Why Homeowners' Insurance Isn't Enough
Because many homeowners’ policies cover only up to $2,500 for damages to business property, home-based contractors should not rely on their homeowners’ coverage to protect their business, which may not provide coverage for the risks incurred in the following sitations:

  • An employee is injured while on-site at your home-based business, which could happen when loading tools and building materials into a truck. A workers’ compensation policy will transfer this risk to insurance. In fact, in all U.S. states except Texas, business owners are required by law to carry workers’ compensation insurance.
  • Income is lost due to damage to your home. Business interruption insurance (also known as business income insurance) covers the loss of income a businesssuffers after a disaster. The income loss covered may be due to disaster-related closing of the business facility or due to the rebuilding process after a disaster.
  • Your computer network is hacked and clients’ information is stolen.Cyber security insurance will protect your business against targeted cyber attacks and even the occasional misplaced laptop or personal device containing confidential material.

Choosing a Policy
Instead, home-based contractors should insure their business against risk with a business policy. When selecting insurance coverage to protect your businesses, consider the following:

  • Is your business equipment (e.g., tools, inventory,  materials) stored at the home? Commercial property insurance protects physical assets from fire, explosions, burst pipes, storms, theft and vandalism.
  • Are business items delivered to the home? General liability insurance will protect your business from the potentially ruinous costs of lawsuits over personal injuries suffered by someone making a delivery.
  • Are vehicles driven for the business? Commercial auto insurance provides protection for any vehicle designated for business use against both property damage and liability. 

Prior to an insurable event, you should take a complete inventory of equipment, furniture, and all the items used to run your home-based contracting business. This list proves an invaluable tool when filing a claim following a loss.

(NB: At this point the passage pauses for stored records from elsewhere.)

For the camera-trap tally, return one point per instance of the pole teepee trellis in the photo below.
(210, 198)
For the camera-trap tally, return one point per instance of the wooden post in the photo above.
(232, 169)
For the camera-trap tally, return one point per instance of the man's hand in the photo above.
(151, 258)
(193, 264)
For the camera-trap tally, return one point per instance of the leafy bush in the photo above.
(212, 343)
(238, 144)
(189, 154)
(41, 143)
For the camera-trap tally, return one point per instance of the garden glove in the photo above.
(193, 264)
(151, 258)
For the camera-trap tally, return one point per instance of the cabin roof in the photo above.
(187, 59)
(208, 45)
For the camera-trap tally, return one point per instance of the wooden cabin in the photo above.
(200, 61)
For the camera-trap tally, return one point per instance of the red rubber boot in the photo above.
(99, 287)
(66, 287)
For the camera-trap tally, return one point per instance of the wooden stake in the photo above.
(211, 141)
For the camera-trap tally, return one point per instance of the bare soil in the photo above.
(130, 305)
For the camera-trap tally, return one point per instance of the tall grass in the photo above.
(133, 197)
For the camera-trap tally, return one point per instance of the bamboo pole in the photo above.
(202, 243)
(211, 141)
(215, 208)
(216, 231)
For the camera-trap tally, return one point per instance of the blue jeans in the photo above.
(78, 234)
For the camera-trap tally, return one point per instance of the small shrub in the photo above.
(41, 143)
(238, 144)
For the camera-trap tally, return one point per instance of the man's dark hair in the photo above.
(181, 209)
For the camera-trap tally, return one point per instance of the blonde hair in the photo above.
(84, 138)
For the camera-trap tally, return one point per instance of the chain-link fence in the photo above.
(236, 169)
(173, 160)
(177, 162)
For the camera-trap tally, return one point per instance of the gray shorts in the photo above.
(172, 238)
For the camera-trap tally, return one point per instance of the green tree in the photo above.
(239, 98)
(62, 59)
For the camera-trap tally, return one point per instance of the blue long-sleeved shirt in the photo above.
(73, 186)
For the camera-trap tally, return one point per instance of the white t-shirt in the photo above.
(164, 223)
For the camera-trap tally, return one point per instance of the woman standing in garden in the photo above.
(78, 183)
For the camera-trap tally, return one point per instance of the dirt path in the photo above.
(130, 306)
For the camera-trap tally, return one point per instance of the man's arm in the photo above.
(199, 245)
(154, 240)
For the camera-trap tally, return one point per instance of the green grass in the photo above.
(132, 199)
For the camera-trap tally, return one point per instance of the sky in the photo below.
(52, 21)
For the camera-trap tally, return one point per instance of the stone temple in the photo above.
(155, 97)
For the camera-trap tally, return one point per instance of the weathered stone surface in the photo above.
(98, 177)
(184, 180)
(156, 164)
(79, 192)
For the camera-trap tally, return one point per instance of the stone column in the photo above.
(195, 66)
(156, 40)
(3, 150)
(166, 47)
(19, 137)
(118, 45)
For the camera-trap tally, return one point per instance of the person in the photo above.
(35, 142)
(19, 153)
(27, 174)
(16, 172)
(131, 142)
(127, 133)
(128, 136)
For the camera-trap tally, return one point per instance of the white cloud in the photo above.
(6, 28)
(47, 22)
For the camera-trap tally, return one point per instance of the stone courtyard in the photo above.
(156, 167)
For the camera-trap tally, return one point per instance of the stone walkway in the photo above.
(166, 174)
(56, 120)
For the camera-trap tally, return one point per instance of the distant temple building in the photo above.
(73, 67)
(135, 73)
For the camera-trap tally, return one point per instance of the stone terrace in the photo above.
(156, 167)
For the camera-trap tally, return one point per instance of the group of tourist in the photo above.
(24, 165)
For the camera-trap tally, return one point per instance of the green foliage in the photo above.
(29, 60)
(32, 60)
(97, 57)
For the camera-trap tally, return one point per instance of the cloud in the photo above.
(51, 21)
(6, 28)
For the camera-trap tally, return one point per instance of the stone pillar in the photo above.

While the Pennsylvania Insurance Department offered this advisory for Pennsylvania business owners following storm damage, it is good advice for businesses located across the country. “Business owners should contact their insurer as soon as possible after their property is damaged by a storm, follow instructions from the insurer and keep a record of people with whom they spoke. In addition, they should keep all receipts and provide the insurer with the necessary information to avoid delaying payment of a claim.” As such, home-based contractors should take the following actions after a loss:

  • Take photographs or video of damage before clean up or repairs.
  • Keep track of damage to the business property, as well as damage to property owned by others that is in the business’s care, custody or control.
  • Record all lost business income and extra expenses. 

While home-based business owners should promptly make repairs to prevent further damage to buildings and property, they should delay permanent repairs until the insurance company can inspect the damage and approve the repairs. 

Finally, home-based business contractors should choose a trusted insurance broker, who takes time to learn about all aspects of their business and its risks, before bringing it to market. Your trusted broker will choose the right types and amounts of insurance coverage appropriate for your home-based contracting business and guide you through the claims process in the event of a loss.